Okay. Thanks. I'll probably take another look at it a little later and
report back if I find anything of value.
> >Does that mean they are not using
> > palloc/pfree stuff?
>
> Not everywhere. plpgsql is full of malloc's and I think the other PL
> modules are too --- and that's not to mention the allocation policies of
> the perl, tcl, etc, language interpreters. We could use a thorough
> review of that whole area.
>
Okay. I've started looking at plpython to better understand it's memory
needs. I'm seeing a mix of mallocs and PLy_malloc. The PLy version is
basically malloc which also checks and reports on memory allocation
errors. Anyone know if the cases where malloc was used was purposely
done so for performance reasons or simply the flavor or the day?

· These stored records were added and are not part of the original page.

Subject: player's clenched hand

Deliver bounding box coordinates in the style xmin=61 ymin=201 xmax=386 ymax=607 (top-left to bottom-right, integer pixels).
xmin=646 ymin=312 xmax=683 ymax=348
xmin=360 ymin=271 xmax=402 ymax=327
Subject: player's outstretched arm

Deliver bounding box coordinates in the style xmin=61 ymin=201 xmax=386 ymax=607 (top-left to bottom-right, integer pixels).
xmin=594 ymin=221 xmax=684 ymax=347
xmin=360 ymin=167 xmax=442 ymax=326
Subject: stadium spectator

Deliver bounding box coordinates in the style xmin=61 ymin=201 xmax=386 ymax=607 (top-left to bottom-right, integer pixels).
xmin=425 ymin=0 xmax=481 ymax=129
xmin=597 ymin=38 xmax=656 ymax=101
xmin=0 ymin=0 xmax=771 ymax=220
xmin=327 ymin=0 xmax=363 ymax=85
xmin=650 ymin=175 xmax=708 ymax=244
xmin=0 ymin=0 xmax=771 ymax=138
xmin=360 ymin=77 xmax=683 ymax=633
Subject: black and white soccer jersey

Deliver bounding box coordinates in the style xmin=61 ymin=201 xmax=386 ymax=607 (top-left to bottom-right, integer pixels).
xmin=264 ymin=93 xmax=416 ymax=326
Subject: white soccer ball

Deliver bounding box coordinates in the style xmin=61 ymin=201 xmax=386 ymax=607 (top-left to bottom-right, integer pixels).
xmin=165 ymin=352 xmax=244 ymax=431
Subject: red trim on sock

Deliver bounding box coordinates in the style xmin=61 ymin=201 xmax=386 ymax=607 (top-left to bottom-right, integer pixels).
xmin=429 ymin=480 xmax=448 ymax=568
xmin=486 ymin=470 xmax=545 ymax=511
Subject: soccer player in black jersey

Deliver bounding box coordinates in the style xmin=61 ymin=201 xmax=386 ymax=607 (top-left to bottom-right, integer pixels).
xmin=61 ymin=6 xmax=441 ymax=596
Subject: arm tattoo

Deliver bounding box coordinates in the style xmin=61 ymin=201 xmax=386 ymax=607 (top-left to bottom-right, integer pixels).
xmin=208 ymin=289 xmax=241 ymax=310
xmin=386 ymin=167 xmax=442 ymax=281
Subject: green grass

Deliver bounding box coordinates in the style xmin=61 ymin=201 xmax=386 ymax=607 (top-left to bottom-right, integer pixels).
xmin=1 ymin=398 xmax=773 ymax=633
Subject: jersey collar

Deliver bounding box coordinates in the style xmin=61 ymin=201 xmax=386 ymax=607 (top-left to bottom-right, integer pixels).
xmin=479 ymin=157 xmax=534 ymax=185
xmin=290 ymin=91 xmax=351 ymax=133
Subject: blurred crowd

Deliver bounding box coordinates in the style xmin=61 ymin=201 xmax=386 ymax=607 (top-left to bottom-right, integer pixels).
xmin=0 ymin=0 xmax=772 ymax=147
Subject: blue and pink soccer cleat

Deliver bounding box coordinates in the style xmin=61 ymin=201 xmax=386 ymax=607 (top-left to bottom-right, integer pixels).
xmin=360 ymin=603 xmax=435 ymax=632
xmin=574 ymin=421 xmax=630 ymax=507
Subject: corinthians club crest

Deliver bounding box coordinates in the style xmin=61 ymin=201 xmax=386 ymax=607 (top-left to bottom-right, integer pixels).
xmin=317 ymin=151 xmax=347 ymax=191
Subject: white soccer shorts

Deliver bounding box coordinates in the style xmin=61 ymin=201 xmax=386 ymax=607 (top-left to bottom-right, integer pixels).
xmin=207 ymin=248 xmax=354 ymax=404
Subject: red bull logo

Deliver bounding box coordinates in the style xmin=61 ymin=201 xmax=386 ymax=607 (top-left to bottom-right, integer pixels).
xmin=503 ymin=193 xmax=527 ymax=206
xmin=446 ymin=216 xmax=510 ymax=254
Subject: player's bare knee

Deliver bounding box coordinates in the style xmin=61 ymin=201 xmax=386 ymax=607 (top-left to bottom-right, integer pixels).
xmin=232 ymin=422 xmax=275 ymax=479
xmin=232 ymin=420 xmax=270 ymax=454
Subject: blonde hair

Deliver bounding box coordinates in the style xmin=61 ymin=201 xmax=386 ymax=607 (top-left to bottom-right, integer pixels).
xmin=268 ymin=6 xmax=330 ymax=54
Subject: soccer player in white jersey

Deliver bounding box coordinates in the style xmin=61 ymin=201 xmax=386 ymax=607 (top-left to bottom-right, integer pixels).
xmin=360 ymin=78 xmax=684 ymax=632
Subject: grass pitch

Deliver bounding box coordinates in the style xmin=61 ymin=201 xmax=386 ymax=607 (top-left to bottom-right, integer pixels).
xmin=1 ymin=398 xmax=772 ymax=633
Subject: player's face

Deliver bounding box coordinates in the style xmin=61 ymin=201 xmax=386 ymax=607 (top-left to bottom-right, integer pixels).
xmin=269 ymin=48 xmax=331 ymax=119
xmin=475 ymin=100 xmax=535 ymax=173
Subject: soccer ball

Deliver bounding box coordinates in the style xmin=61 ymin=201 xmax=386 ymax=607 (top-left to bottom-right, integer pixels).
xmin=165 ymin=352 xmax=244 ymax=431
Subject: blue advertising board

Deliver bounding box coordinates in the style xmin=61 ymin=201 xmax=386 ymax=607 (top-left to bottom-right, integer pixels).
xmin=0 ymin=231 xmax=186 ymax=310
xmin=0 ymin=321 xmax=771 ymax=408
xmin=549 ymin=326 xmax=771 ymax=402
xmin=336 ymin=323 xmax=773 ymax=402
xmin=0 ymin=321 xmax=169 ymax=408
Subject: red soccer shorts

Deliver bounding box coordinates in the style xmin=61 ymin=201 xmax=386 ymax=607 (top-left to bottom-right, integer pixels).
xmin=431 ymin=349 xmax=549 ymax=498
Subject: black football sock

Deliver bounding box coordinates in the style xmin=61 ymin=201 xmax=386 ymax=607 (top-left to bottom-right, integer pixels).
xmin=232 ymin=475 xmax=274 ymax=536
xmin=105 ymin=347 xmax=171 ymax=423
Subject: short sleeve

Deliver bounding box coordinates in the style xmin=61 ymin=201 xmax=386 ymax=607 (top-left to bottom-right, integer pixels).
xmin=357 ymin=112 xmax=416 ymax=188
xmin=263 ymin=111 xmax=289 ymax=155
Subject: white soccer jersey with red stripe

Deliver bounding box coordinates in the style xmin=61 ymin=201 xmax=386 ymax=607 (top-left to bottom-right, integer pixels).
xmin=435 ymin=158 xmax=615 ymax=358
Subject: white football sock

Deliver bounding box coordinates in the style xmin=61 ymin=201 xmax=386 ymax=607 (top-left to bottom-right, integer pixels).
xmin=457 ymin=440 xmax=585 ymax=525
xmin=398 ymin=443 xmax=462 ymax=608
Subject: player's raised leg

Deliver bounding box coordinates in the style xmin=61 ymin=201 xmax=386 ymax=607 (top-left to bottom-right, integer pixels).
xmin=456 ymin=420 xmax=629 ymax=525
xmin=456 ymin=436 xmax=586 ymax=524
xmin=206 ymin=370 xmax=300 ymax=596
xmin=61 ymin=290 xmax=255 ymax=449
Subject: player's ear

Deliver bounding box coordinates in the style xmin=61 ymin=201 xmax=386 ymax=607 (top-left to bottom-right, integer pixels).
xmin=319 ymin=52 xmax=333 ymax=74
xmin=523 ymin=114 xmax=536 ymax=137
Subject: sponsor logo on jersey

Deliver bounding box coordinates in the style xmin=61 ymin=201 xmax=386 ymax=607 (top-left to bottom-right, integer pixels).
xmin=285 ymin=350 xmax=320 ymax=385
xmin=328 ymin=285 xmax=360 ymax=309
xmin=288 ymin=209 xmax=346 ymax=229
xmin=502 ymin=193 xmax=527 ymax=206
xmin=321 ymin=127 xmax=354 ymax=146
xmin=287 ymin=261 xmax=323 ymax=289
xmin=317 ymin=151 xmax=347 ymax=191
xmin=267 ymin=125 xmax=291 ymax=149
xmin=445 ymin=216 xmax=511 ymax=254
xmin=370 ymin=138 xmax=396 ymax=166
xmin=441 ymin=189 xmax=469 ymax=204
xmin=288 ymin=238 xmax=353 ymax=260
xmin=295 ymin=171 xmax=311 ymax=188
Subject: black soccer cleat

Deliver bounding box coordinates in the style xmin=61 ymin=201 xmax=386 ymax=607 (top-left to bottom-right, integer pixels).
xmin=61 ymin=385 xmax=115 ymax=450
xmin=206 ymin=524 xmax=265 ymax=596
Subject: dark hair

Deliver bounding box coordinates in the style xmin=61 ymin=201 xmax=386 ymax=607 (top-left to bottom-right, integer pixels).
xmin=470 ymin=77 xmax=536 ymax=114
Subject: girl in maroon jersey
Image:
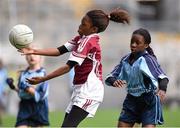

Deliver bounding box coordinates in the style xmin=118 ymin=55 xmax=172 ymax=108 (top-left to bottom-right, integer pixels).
xmin=19 ymin=8 xmax=130 ymax=127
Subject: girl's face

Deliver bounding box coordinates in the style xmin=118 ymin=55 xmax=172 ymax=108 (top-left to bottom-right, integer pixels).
xmin=26 ymin=54 xmax=41 ymax=66
xmin=130 ymin=34 xmax=148 ymax=54
xmin=78 ymin=15 xmax=97 ymax=36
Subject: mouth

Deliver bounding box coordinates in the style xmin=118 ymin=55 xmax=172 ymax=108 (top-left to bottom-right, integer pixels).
xmin=131 ymin=48 xmax=136 ymax=52
xmin=78 ymin=29 xmax=81 ymax=35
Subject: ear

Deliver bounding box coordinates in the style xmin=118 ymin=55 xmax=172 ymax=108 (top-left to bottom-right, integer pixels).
xmin=145 ymin=43 xmax=149 ymax=49
xmin=92 ymin=26 xmax=98 ymax=33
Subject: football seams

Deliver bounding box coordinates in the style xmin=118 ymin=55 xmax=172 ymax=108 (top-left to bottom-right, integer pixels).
xmin=9 ymin=24 xmax=33 ymax=49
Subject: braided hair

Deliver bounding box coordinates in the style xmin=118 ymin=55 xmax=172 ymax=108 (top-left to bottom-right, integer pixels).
xmin=86 ymin=8 xmax=130 ymax=33
xmin=132 ymin=28 xmax=156 ymax=58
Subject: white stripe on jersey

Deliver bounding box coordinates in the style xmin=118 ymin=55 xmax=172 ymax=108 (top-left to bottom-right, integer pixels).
xmin=69 ymin=53 xmax=84 ymax=65
xmin=64 ymin=41 xmax=76 ymax=52
xmin=77 ymin=37 xmax=89 ymax=53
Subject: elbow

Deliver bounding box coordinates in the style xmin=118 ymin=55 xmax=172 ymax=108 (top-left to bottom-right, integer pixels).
xmin=64 ymin=64 xmax=71 ymax=74
xmin=55 ymin=51 xmax=61 ymax=56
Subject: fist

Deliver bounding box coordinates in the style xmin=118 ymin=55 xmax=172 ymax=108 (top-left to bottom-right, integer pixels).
xmin=6 ymin=78 xmax=15 ymax=90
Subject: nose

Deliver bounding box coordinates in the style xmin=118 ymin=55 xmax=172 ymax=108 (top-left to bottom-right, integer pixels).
xmin=131 ymin=42 xmax=137 ymax=47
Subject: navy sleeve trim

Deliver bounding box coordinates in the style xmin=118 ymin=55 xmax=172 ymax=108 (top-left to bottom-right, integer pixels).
xmin=105 ymin=77 xmax=117 ymax=86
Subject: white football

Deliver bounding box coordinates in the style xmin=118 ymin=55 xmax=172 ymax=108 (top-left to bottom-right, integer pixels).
xmin=9 ymin=24 xmax=33 ymax=49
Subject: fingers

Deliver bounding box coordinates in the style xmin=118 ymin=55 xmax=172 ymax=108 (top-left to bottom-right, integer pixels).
xmin=26 ymin=77 xmax=43 ymax=85
xmin=26 ymin=78 xmax=36 ymax=85
xmin=17 ymin=49 xmax=27 ymax=56
xmin=113 ymin=80 xmax=126 ymax=88
xmin=26 ymin=78 xmax=32 ymax=83
xmin=157 ymin=90 xmax=166 ymax=102
xmin=17 ymin=48 xmax=33 ymax=55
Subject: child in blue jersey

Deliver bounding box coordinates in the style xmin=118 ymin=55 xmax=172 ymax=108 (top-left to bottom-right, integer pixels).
xmin=6 ymin=51 xmax=49 ymax=127
xmin=105 ymin=28 xmax=169 ymax=127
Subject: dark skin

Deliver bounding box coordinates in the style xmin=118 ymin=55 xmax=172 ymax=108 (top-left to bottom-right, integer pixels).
xmin=113 ymin=34 xmax=148 ymax=88
xmin=114 ymin=34 xmax=165 ymax=128
xmin=26 ymin=15 xmax=98 ymax=85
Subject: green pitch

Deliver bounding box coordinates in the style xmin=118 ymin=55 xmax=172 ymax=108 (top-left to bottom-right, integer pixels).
xmin=2 ymin=108 xmax=180 ymax=127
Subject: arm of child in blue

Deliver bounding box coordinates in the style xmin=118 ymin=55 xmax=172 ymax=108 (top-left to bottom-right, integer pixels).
xmin=105 ymin=62 xmax=122 ymax=86
xmin=34 ymin=81 xmax=49 ymax=102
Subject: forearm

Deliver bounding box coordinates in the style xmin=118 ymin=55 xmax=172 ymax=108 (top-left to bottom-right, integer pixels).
xmin=105 ymin=76 xmax=117 ymax=86
xmin=33 ymin=48 xmax=61 ymax=56
xmin=42 ymin=64 xmax=71 ymax=81
xmin=14 ymin=87 xmax=19 ymax=93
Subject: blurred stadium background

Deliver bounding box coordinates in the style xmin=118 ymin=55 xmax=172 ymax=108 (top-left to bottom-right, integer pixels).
xmin=0 ymin=0 xmax=180 ymax=126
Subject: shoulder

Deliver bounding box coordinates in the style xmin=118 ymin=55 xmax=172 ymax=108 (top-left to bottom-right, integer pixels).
xmin=84 ymin=34 xmax=99 ymax=46
xmin=68 ymin=35 xmax=81 ymax=45
xmin=78 ymin=34 xmax=99 ymax=51
xmin=121 ymin=54 xmax=130 ymax=62
xmin=88 ymin=34 xmax=99 ymax=42
xmin=142 ymin=53 xmax=158 ymax=63
xmin=19 ymin=69 xmax=27 ymax=74
xmin=141 ymin=53 xmax=160 ymax=67
xmin=37 ymin=67 xmax=46 ymax=75
xmin=72 ymin=35 xmax=81 ymax=42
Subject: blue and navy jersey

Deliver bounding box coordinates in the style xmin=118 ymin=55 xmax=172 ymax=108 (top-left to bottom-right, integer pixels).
xmin=106 ymin=51 xmax=168 ymax=97
xmin=18 ymin=67 xmax=49 ymax=102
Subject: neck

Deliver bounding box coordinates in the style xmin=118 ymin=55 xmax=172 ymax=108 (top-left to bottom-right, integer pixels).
xmin=28 ymin=64 xmax=41 ymax=71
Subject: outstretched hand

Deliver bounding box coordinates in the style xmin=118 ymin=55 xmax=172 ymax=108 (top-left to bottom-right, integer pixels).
xmin=18 ymin=47 xmax=34 ymax=55
xmin=6 ymin=77 xmax=16 ymax=90
xmin=26 ymin=77 xmax=44 ymax=85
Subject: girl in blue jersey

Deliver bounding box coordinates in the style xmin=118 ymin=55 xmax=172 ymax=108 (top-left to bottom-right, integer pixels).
xmin=105 ymin=28 xmax=169 ymax=127
xmin=6 ymin=52 xmax=49 ymax=127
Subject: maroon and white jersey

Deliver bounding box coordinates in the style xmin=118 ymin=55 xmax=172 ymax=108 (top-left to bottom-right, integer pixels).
xmin=64 ymin=34 xmax=104 ymax=101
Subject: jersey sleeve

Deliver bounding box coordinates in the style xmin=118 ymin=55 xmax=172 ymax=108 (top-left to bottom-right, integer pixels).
xmin=68 ymin=37 xmax=93 ymax=65
xmin=105 ymin=55 xmax=129 ymax=86
xmin=64 ymin=36 xmax=80 ymax=52
xmin=105 ymin=60 xmax=123 ymax=86
xmin=140 ymin=55 xmax=168 ymax=80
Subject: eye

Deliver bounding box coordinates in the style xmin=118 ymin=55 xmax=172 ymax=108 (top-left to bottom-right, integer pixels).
xmin=136 ymin=42 xmax=140 ymax=45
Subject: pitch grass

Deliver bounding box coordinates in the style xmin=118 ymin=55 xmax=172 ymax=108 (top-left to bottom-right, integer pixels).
xmin=2 ymin=108 xmax=180 ymax=127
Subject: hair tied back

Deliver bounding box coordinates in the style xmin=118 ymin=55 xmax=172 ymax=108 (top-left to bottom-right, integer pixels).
xmin=108 ymin=15 xmax=111 ymax=19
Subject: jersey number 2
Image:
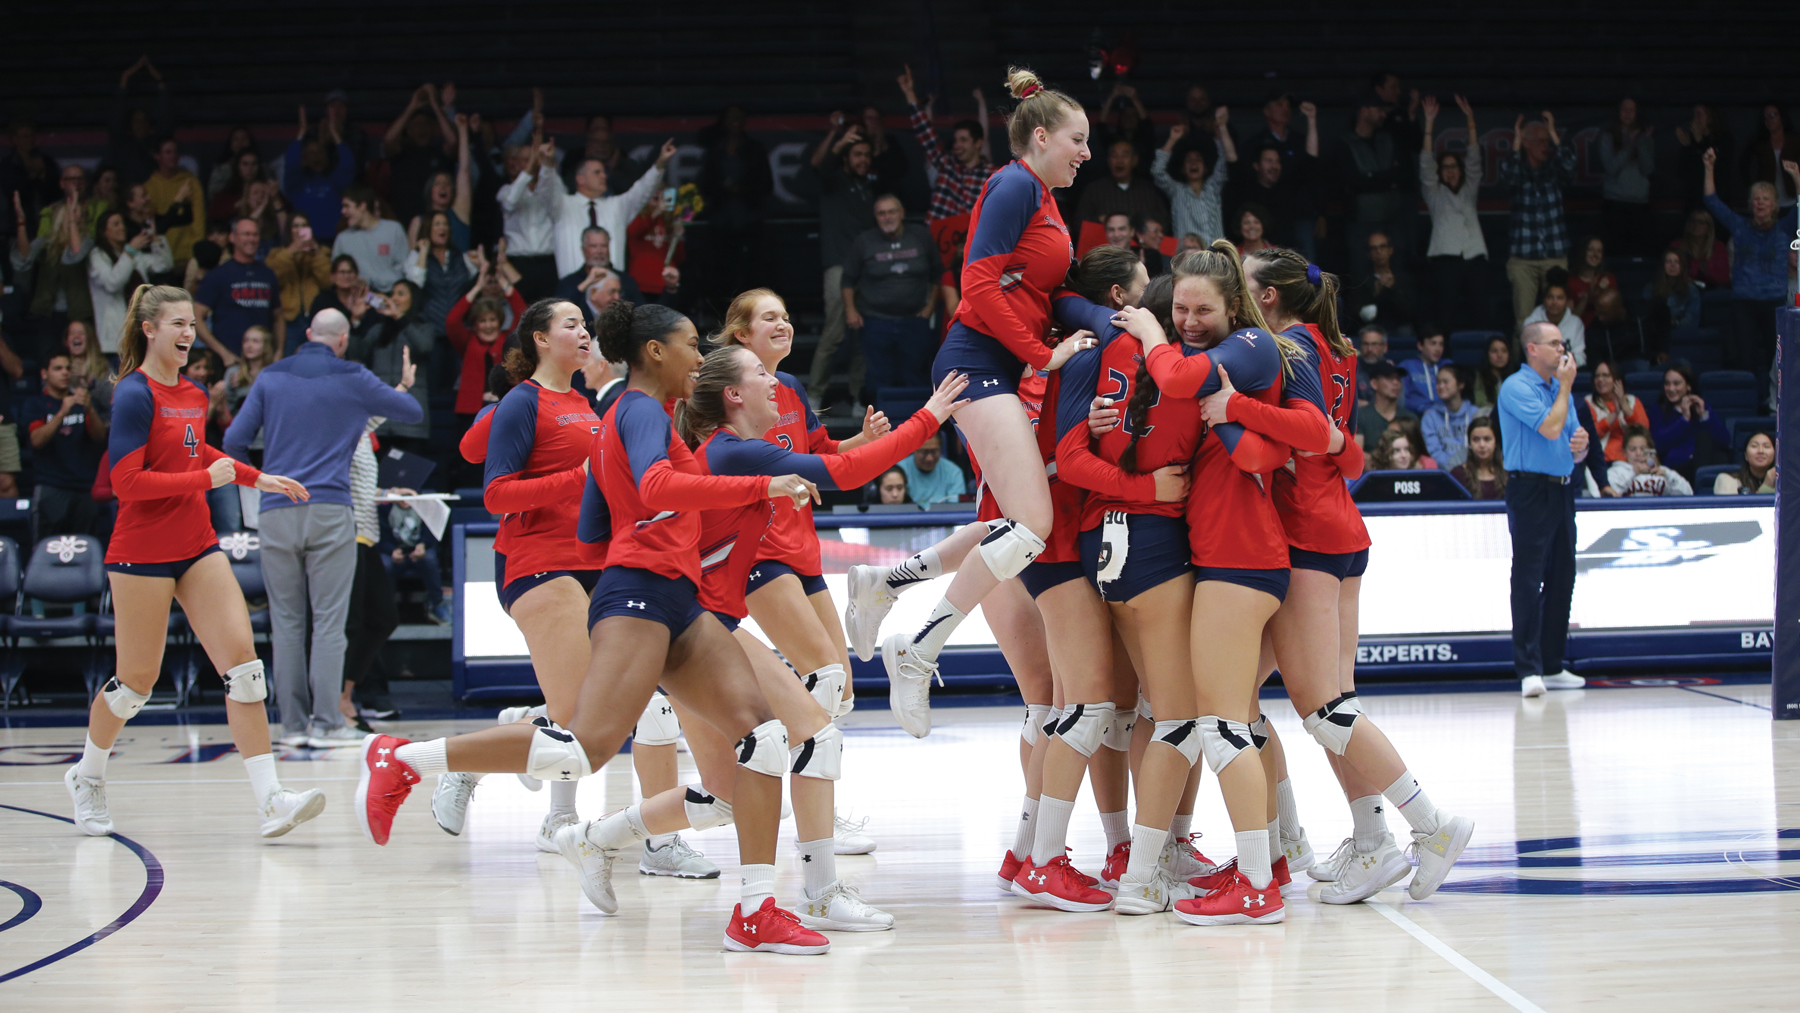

I thinking for starters, the plpython module could be normalized to use
the PLy_malloc stuff across the board. Then again, I still need to
spend some more time on it. ;)
> > Well, the thing that really got my attention is that dmalloc is
> > reporting frees on null pointers.
>
> AFAIK that would dump core on many platforms (it sure does here...),
> so I don't think I believe it without seeing chapter and verse.
I actually expected it to do that here on my x86-Linux platform but a
quick check showed that it was quiet happy with it. What platforms are
you using -- just curious?
> But if you can point out where it's really happening, then we must fix it.
>
I'll trying track this down some more this coming week to see if this is
really occurring. After thinking about it, I'm not sure why dmalloc
would ever report a free on null if it were not actually occurring.
After all, any call to free should still be showing some memory address
(valid or otherwise). Off the top of my head, I can't think of an
artifact that would cause it to falsely report it.